PM CAN'T STOP THA
By KARL E CUPID Tobago Bureau Friday, October 12 2012
Prime Minister Kamla Persad-Bissessar has no authority to stop any deal of the Tobago House of Assembly (THA) Chief Secretary Orville London declared yesterday.
Even as he fired back at Persad-Bissessar over her call for a halt of two THA transactionthat run into hundreds of millions of dollars, London said he welcomed any probe into the THA’s affairs, confident that its actions are above board.
“I welcome any investigation by any authority into the affairs of the THA,” London said.
He put down the Prime Minister’s questioning of a $320 million land and office lease arrangement, and a $250 million plan to construct an aquatics centre, to electioneering as the People’s Partnership Government pressures the THA to set a date for its elections which are due next year.

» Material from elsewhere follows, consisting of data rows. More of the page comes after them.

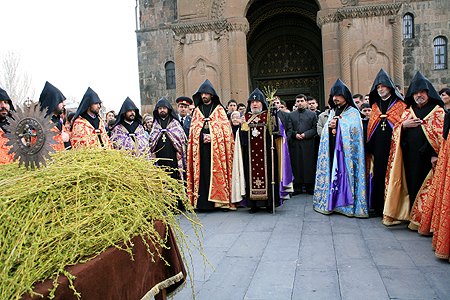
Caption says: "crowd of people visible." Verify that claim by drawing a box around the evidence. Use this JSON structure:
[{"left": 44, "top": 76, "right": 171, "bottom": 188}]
[{"left": 0, "top": 69, "right": 450, "bottom": 258}]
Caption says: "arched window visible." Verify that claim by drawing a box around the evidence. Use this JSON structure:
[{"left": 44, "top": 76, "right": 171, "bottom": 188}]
[
  {"left": 403, "top": 14, "right": 414, "bottom": 39},
  {"left": 433, "top": 36, "right": 447, "bottom": 70},
  {"left": 166, "top": 61, "right": 175, "bottom": 90}
]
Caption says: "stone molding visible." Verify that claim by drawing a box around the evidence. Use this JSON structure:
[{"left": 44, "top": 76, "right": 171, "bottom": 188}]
[
  {"left": 317, "top": 2, "right": 402, "bottom": 27},
  {"left": 211, "top": 0, "right": 226, "bottom": 20},
  {"left": 171, "top": 19, "right": 250, "bottom": 36}
]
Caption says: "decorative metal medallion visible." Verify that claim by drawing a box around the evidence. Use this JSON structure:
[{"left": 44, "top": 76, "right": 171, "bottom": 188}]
[{"left": 5, "top": 104, "right": 57, "bottom": 169}]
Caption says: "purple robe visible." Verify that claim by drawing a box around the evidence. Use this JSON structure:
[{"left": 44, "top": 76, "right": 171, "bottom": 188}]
[
  {"left": 110, "top": 124, "right": 149, "bottom": 156},
  {"left": 149, "top": 119, "right": 188, "bottom": 179}
]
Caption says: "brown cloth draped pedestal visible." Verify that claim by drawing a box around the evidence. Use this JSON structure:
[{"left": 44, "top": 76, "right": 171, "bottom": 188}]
[{"left": 22, "top": 221, "right": 186, "bottom": 300}]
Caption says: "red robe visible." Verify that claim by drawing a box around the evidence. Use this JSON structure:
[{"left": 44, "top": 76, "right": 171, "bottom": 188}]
[
  {"left": 383, "top": 106, "right": 445, "bottom": 225},
  {"left": 70, "top": 116, "right": 112, "bottom": 149},
  {"left": 419, "top": 140, "right": 450, "bottom": 259},
  {"left": 186, "top": 105, "right": 234, "bottom": 208},
  {"left": 0, "top": 128, "right": 14, "bottom": 164}
]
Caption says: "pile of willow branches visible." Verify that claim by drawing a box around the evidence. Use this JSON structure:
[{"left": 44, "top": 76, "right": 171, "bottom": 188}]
[{"left": 0, "top": 149, "right": 201, "bottom": 299}]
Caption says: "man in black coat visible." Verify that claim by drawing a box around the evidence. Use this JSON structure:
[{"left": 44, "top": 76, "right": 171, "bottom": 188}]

“This whole thing is political. It is obvious, and all of us know what is going on,” said London, adding that legal counsel had advised him the Prime Minister had no authority over the PNM-led THA.

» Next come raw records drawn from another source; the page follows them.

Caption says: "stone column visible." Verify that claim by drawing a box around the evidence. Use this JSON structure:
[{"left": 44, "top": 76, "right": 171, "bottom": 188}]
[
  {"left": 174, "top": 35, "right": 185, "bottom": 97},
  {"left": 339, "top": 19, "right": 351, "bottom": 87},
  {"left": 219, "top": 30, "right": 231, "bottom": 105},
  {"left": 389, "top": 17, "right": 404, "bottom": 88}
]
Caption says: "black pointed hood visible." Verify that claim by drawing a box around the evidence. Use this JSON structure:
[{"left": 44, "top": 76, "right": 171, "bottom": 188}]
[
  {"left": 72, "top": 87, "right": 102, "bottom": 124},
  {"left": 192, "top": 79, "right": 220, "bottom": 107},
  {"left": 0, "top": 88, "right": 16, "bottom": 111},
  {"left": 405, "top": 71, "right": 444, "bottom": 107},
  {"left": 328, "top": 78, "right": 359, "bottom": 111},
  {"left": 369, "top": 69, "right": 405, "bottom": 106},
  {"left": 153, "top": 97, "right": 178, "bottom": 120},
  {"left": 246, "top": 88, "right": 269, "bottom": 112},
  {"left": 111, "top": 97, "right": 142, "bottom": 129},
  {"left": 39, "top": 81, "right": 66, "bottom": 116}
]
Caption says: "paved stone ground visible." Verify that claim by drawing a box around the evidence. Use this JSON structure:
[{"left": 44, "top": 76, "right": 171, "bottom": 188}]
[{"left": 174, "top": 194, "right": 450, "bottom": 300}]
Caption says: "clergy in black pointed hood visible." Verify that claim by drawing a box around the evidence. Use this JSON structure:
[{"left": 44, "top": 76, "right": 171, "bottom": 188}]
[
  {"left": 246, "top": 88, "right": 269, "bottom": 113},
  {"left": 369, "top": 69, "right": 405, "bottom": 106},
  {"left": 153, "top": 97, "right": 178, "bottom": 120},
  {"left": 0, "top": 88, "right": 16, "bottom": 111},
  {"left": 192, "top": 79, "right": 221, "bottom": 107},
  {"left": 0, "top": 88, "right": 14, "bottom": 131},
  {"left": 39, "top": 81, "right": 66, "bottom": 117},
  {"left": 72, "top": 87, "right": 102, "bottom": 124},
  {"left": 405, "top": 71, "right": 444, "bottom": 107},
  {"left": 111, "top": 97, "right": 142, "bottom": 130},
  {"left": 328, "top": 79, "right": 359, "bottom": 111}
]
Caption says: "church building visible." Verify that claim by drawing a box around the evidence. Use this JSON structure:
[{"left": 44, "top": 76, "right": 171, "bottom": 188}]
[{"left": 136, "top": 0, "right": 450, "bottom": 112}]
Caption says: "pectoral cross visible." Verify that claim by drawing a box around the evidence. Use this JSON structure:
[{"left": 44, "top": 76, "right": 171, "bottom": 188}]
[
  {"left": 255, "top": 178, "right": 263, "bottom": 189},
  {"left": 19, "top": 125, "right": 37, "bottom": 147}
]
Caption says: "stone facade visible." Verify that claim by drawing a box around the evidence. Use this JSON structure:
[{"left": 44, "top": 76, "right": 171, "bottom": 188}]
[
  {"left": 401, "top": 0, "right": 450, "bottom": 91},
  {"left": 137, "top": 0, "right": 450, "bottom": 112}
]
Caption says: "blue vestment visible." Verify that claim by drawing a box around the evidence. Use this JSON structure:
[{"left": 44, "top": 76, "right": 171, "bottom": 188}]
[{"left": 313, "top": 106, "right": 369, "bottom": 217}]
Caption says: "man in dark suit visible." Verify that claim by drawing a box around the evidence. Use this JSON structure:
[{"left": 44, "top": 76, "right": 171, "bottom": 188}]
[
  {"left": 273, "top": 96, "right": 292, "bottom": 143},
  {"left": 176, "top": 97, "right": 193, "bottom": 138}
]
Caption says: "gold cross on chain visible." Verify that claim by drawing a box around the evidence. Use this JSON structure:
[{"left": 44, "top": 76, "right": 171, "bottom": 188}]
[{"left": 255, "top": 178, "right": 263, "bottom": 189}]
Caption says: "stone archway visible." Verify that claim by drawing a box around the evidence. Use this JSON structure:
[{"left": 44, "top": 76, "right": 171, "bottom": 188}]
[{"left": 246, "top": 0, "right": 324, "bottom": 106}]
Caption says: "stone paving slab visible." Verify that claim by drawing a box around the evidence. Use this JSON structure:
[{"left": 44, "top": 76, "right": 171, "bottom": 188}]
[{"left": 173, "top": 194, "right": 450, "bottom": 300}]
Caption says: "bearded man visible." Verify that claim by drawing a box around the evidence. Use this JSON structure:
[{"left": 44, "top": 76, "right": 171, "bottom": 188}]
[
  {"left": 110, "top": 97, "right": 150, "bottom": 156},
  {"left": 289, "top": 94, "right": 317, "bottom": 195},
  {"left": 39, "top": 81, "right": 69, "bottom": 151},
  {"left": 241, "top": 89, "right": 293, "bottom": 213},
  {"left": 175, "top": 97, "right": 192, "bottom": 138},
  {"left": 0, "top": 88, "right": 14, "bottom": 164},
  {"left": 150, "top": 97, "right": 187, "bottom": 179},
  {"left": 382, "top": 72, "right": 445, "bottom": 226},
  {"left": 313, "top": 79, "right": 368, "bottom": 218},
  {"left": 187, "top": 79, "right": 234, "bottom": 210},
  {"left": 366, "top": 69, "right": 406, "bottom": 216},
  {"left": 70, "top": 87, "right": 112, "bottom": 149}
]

On Wednesday, Persad-Bissessar announced the Ministry of Finance would conduct a central audit of the two deals, which would also be referred to the Attorney General, Director of Public Prosecutions, and the Integrity Commission for investigation. During the Budget debate, she said the transactions were never put to tender, raising concerns about a lack of transparency and possible breaches of the THA Act.
In one deal, the THA entered into an arrangement with companies owned by the Rahael family, which has ties to the PNM, for the lease of land and construction of an office complex to house the Division of Agriculture, Marine Affairs, Marketing and the Environment (DAMME) worth an estimated $320 million. The second transaction relates to the construction of the Bacolet Indoor Complex and Aquatic Stadium with Zoit Developers Ltd to the tune of $250 million.

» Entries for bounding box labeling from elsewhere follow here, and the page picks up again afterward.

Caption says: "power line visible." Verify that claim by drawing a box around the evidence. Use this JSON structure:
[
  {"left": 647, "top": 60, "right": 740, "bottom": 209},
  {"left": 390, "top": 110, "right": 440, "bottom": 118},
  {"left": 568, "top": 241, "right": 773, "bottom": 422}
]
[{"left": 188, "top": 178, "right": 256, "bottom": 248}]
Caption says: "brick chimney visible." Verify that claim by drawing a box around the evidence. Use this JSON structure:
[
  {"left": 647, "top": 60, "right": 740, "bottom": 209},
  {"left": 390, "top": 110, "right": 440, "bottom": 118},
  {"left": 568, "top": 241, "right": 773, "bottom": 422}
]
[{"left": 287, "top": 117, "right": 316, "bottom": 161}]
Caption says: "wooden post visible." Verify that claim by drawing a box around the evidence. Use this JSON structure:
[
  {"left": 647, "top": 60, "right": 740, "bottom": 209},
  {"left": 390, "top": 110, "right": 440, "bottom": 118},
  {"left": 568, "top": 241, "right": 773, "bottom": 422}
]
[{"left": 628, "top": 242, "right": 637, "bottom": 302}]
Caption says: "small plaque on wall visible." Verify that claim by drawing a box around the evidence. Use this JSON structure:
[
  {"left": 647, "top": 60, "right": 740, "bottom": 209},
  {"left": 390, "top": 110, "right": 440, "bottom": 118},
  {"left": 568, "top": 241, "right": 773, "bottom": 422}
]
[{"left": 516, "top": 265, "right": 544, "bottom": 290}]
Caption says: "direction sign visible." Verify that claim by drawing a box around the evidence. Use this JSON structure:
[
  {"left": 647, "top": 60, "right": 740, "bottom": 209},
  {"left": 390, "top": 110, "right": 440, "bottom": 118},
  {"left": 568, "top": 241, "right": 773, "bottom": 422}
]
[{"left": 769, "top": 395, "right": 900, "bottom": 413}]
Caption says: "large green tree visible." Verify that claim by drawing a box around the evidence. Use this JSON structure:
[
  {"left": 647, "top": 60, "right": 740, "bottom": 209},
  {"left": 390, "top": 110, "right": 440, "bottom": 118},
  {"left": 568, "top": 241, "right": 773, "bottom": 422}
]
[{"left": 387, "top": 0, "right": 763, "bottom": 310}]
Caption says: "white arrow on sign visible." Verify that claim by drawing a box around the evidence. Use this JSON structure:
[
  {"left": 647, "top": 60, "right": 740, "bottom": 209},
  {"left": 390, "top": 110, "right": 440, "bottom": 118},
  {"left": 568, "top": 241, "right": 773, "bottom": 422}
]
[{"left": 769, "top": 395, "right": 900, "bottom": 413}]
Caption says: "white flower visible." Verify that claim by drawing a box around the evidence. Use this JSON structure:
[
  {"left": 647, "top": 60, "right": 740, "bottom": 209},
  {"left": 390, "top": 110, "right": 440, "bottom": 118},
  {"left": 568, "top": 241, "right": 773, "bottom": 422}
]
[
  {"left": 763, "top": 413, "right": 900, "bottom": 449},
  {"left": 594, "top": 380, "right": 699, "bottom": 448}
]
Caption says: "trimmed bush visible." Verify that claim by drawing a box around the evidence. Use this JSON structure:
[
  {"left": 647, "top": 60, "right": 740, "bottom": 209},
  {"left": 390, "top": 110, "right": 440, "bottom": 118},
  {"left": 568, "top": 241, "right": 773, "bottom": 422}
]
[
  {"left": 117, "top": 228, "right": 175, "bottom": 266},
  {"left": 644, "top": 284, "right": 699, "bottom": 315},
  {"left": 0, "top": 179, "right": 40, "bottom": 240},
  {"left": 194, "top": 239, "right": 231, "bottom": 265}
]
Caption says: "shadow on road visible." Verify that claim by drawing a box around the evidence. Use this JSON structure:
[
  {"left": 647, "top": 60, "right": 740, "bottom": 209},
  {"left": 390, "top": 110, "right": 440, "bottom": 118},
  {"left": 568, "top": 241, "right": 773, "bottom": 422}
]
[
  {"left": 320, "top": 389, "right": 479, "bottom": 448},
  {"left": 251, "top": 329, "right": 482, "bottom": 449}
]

London however said the Prime Minister had nothing to probe since the two deals were not in progress, he told reporters at an “emergency” press conference at the THA Administrative Complex, Calder Hall, Scarborough. Present were the THA’s Senior State Counsel Alvin Pascall, Finance/Enterprise Development Secretary Dr Anselm London and Deputy Chief Secretary/Secretary of Infrastructure and Public Utilities Hilton Sandy.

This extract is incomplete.